Last Friday, January 30, was a classic Hotchkiss day for me. I set my alarm for earlier than usual, intending to study for a math test and work on a history assignment due at 10 p.m. The -4 degree weather made it especially difficult to get out of bed, but I rallied. Realizing it was a Plus-One day when I encountered my floormates adjusting their ties in the bathroom, I went back to my room to change, squeezing into my middle school suit and pinning back my dad’s extra-large button-down—my typical plus-one clothes were at the dry cleaners.
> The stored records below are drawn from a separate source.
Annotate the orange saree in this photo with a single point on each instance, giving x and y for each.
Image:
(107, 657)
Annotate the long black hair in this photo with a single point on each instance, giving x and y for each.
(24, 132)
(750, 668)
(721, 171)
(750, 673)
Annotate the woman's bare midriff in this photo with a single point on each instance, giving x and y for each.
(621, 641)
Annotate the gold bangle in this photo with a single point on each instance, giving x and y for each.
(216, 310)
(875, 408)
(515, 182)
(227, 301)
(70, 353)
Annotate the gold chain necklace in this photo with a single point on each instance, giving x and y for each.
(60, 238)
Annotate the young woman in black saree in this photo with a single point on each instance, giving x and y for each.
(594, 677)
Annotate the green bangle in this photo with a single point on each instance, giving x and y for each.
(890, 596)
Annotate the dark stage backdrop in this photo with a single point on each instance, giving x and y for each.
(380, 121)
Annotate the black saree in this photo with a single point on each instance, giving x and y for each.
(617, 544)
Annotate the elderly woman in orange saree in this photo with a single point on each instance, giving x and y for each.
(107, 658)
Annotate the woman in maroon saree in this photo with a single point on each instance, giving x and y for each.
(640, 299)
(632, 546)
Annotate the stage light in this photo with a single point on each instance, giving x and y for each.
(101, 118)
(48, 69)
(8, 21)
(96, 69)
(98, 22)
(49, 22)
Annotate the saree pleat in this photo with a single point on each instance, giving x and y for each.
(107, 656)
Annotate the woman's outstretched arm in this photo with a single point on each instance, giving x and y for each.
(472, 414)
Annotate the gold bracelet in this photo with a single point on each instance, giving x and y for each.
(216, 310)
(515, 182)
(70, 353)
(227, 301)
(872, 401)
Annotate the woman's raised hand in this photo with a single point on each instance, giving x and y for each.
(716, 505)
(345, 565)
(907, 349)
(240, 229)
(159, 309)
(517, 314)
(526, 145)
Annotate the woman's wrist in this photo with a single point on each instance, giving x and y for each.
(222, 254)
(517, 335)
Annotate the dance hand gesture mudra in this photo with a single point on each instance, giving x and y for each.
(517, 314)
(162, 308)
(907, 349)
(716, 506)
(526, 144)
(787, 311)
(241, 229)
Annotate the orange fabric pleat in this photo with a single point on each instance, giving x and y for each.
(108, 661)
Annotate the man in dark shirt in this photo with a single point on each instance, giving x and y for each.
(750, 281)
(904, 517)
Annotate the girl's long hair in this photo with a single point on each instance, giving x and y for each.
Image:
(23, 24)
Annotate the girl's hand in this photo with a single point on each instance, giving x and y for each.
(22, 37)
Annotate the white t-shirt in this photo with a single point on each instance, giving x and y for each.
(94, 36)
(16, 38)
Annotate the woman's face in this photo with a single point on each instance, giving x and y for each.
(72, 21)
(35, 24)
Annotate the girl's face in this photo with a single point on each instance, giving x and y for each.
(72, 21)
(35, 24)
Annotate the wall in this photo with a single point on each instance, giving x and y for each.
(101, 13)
I speed-walked to breakfast, hunkering down in a booth with coffee and my math review packet. Taking a scroll break, I opened Instagram to an announcement that one of the colleges I applied to was releasing decisions that afternoon, just what I needed: something else to stress about. I kept swiping, mindlessly passing over infographics about the protests in Minneapolis, distracted by the pressures in my school life that took precedent. This trance was broken, however, by a tweet from Attorney General Pam Bondi: “At my direction, early this morning, federal agents arrested Don Lemon in connection with the coordinated attack on Cities Church in St. Paul, Minnesota.”
For whatever reason, Bondi’s statement struck a nerve that no other story or picture that morning had. Like so many of the scenes coming out of Minneapolis, there is no nuance to Lemon’s arrest. The journalist was taken into custody for covering a protest, an undeniable infringement of the fundamental right to a free press. And still, the situation didn’t come up once in any of the interactions I had that day.
Our apparent indifference to national news isn’t any one person’s fault; it’s the distortive effect of our community’s self-containment. As we get deeper into winter and spend long stretches at school, college decisions, history assignments, and the trouble of picking out Plus-One clothes can feel more consequential than anything happening beyond the borders of Lakeville. But when kidnappings, violations of constitutional rights, and cold-blooded murders can’t break through the Hotchkiss bubble to enter our conversations, it’s unsettling. There’s no clear solution, but one thing is certain: we need to expand the limits of our concern.